I am facing difficulty with my wireless USB stick. I was repairing my wireless connection then it just froze, and then i canceled the repair. Then right after that i checked Network Connections in windows XP, and my wireless connection wasen't there anymore? ! I can't find it anymore. My wireless software utility doesn't allow me to connect to the wireless network anymore, and I need the wireless connection back in Network Connections so i can connect to my wireless network aagain. How can I bring back the wireless connection icon to my Network Connections? I have tried uninstalling and reinstalling the software, but no luck yet.

Best Regards


----------



## johnwill (Sep 26, 2002)

Let's try totally cleaning out the USB parameters, then installing the USB wireless adapter again.

First step, Start, Programs, Accessories, System Tools, System Restore. Create a restore point and name it something like "Before USB Fix". This is to bail you out if something goes wrong during the following process and makes things worse.
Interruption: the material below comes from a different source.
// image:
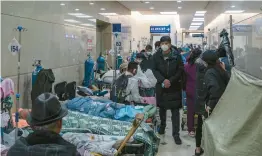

Create a file with NOTEPAD containing the following lines and save it as FIX.REG
-------------------------- Use text after this line --------------------------------
REGEDIT4

[HKEY_LOCAL_MACHINE\SYSTEM\CurrentControlSet\Control\Session Manager\Environment]

"DEVMGR_SHOW_NONPRESENT_DEVICES"="1"
-------------------------- Use text before this line --------------------------------

Double click on FIX.REG and say yes to the Merge Into Registry question.

Unplug ALL USB devices.
Open Device Manager.
View, Show Hidden Devices.
Uninstall all devices under USB Controllers.
Uninstall all devices under Disk Drives that you know are not present.
Uninstall all devices under Storage Volumes. Say no to any reboot prompts until you are finished. Also, if a Storage Volume doesn't uninstall, ignore it and move to the next one.
If you have a yellow ? with unknown devices, uninstall all of the entries there as well.

When this is done, reboot TWICE.

Reconnect the USB devices and see if they're recognized properly.

NOTE: If you have a USB keyboard and/or mouse, you'll have to modify the instructions and leave enough parts for those to function. I don't have one yet, so I haven't had time to modify the instructions.


----------